Humanists for Social Justice and Environmental Action supports Human Rights, Social and Economic Justice, Environmental Activism and Planetary Ethics in North America & Globally, with particular reference to the Universal Declaration of Human Rights and other Human Rights UN treaties and conventions listed above.

Tuesday

BBC/UN - Million-dollar beds fuel Madagascar timber crisis

Million-dollar beds fuel Madagascar timber crisis
GLOBAL WITNESS:The recently-implemented Lacey Act, in the US, which makes an offence of importing illegally-logged timber, has reportedly deterred many buyers in the US. Last year it led to authorities mounting a raid on the world-famous Gibson guitar company over allegedly illegal Madagascan rosewood. However, it has not deterred the Chinese, who import over 98% of illegally harvested Ebony, Rosewoo from national parks.

Soaring demand in China and political unrest in Madagascar are fuelling illegal logging for hardwoods in the African nation, a report concludes. Global Witness and the Environmental Investigation Agency (EIA) talked to loggers, government agencies and traders to compile their report.

In China, they discovered beds on sale for $1m, made from Madagascan wood. The report was launched at the UN Convention on Biological Diversity (CBD) meeting in Nagoya, Japan.

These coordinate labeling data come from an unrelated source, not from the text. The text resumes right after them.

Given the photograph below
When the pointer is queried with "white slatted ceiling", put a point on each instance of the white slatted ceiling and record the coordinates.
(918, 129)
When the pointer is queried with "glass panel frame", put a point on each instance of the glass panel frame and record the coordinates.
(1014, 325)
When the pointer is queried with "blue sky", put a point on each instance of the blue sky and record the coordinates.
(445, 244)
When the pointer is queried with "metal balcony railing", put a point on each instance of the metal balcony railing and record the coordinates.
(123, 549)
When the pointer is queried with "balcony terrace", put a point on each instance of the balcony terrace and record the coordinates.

Madagascan politics is split between factions associated with ex-President Marc Ravalomana and the rival who ousted him in a 2009 coup, Andry Rajoelina. Conservation groups have previously warned that illegal extraction of timber and wildlife could flourish in this milieu, but the EIA/Global Witness is the first investigation to show the scale of the problem. "The pre-existing problem of illegal logging was turned into a flood of tree-cutting in national parks, and a flood of wood out of Madagascar to China and the West," said Alexander von Bismarck, EIA's executive director. Felling the three species concerned - ebony, rosewood and pallisander - is forbidden, but the government has issued permits cheaply for traders to export stockpiles, which led to further logging.

The two organisations were asked by Madagascar's national parks service to conduct the investigation. This official endorsement enabled them to access records in government departments, such as cargo manifests and trade data. But most of the details emerged through contact with the loggers and traders, who appeared - in written accounts and in video produced during the investigations - not at all concerned with keeping their activities under wraps. Instead they were keen to take the investigators, posing as buyers, into the heart of the logging zone (A UNESCO WORLD HERITAGE SITE). "Within one day we had the staff of the top boss in [the town of] Antalaha saying 'we'll take you into the National Park and show you where we cut wood for this German buyer'," Mr von Bismarck recounted.

EIA and Global Witness also went undercover in China and other countries, discussing with people in the furniture trade where the wood came from and how much it was worth.